Imagine a wheat field. A wind blows. The stalks sway to the left. Another wind blows. The stalks sway to the right. Back and forth, back and forth, at the mercy of the wind. Now imagine a forest filled with cedar trees; big, strong cedar trees. A wind blows. The trees don’t move. Another wind blows. The trees don’t budge. Strong. Unwavering. Firmly rooted in their place.
This is a tzaddik. And this is why the tzaddik is compared to a cedar in Tehillim. A prerequisite for being a tzaddik is that you are strong like an erez, unmoving like an erez. A tzaddik stands strong even against the most powerful winds. A tzaddik knows what is true and right and he is not “swayed” from one side to the other.
This does not mean that we must become rigid, uncompromising people. A person can remain firmly rooted in her beliefs and principles and at the same time bend a little here, compromise a little there, but she is not being blown by the wind because she is bending as a result of her own conscious decision. Sometimes she compromises for the sake of shalom, sometimes for kibud av v’aim. Sometimes her da’as Torah told her to. But she is bending because she chooses to, not because of the power of the winds around her.

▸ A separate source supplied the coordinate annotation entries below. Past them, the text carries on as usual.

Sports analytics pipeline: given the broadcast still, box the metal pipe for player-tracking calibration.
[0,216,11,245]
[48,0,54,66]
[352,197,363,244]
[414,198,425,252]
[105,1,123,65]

Some of you have returned from Seminary just a few short weeks ago. Some of you have been back from Seminary for years. You all have made commitments while in Eretz Yisrael. You all have grown in your ruchniyus, in your dikduk b’halachah, in your middos, tznius and tefillah. You must always keep your roots firmly planted in the Torah that you learned in Eretz Yisrael and when the winds get strong (and they will), be like an erez. Do not let the winds blow you from what you know is emess.